Mais avons-nous vraiment la garantie que l’ensemble du monde
soit vraiment intelligible par les menées de la raison (même aidée de
mathématiques sophistiquées) et l’observation ? Si le monde physique est, comme
l’atteste la tradition islamique, plongé dans une création plus vaste, avec une
hiérarchie de plans ou de niveaux d’existence plus ou moins proches de Dieu, le
programme de la physique ne pourra jamais aboutir et sera, par là même, une
quête sans fin.
Selon cette dernière perspective, la science de la nature ne
serait qu’une première étape de la contemplation, qui resterait bien
insuffisante pour l’accès à la connaissance métaphysique laquelle nécessiterait
des facultés d’un autre ordre, celles de la « vision intérieure » (al-baçîrah)
et du « goût » (dhawq).
Cela pourrait offrir l’une des voies possibles à la question
essentielle du sens, ou des sens, que l’on pourrait attribuer à la science «
profane ». Tout ce qui est, vivant ou inanimé, n’est-il pas habité par le
souffle divin, et ne se trouve-t-il pas être un symbole de réalités
métaphysiques ?
Ainsi, le mot « profane » ne devrait pas vraiment avoir de
place : « Dieu n’a pas de gêne à prendre comme symbole un moustique. »⁸
Chaque entité est un lieu de manifestation des noms divins,
et porte des qualités qui ne sauraient être réduites à la pure quantité.
Tout en évitant le piège du concordisme, ne serait-il pas
possible, dans cette quête de sens, de donner place aux convergences ? La
mélodie céleste des versets du livre coranique chante les versets du livre
cosmique, appelant à la contemplation et à la pénétration de leurs mystères
symboliques.
On peut se poser la question de savoir s’il est possible de
réinsérer la science, malgré son insuffisance et sa relativité, dans une
ontologie holistique ; ce qui nécessiterait sans doute de dépasser sa
rationalité « ratiocinante »⁹ par des
moyens se situant hors de sa portée, mais pas de la nôtre car nous ne sommes
pas uniquement notre raison.
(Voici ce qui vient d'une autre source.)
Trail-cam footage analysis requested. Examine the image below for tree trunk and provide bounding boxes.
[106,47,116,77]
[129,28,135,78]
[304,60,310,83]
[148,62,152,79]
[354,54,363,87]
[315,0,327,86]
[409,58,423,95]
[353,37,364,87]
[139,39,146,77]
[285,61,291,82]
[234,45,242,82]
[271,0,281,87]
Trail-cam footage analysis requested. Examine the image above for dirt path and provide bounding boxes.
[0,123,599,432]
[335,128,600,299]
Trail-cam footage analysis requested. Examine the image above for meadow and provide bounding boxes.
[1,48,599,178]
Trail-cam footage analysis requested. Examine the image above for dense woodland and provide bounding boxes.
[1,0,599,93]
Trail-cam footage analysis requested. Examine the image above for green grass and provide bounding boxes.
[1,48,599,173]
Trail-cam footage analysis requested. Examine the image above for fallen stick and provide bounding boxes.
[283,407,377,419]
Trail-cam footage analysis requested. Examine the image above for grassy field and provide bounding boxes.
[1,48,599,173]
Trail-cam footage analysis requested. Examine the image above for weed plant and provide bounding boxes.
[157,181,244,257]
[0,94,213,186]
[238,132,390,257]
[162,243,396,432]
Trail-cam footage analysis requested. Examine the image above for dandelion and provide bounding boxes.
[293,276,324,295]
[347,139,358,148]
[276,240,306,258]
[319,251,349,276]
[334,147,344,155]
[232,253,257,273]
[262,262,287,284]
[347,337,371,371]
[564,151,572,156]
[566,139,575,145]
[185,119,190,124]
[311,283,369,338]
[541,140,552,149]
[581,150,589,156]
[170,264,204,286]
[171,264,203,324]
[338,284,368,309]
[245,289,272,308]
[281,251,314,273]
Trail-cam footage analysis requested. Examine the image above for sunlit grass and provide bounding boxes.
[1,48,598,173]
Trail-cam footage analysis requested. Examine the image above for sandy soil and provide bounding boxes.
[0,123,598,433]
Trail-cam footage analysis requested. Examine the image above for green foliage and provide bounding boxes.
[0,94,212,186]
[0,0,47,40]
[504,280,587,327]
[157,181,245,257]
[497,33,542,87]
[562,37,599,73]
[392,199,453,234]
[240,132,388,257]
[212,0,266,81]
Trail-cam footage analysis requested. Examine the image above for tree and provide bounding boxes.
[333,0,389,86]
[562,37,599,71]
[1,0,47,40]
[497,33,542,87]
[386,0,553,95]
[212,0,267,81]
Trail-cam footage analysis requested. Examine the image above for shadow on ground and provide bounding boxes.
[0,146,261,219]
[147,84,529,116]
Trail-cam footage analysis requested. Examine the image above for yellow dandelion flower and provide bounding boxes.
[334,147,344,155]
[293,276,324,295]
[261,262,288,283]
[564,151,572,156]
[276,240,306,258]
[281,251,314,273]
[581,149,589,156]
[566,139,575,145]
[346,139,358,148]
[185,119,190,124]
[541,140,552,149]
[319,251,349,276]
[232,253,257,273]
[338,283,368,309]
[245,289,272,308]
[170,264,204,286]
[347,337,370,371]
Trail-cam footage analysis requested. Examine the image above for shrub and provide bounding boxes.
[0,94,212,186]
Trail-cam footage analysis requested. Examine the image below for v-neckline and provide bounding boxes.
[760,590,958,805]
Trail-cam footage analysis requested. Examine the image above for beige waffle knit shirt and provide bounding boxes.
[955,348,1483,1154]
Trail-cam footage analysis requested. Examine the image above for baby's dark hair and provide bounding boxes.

Au vu des impasses où la physique moderne se
trouve enfermée pour saisir le « réel », ou pour en éclairer la nature, ne
serait-il pas légitime d’y voir la nécessité d’une voie vers une connaissance
bien plus édifiante ?
⁷ Voir par exemple deux positions antagonistes sur les
relations entre le tawhîd et le programme d’unification de la physique
contemporaine : Jamal Mimouni d’une part, Abdalhak Hamza d’autre part, dans
Science et religion en Islam, (sous la direction de Abd-al-Haqq Guiderdoni),
2012, Albouraq, Paris.
⁸ Coran 2:26.
⁹ C’est la rationalité abusant d’elle-même, et enfermée dans
ses opérations algorithmiques, comme une machine de calcul.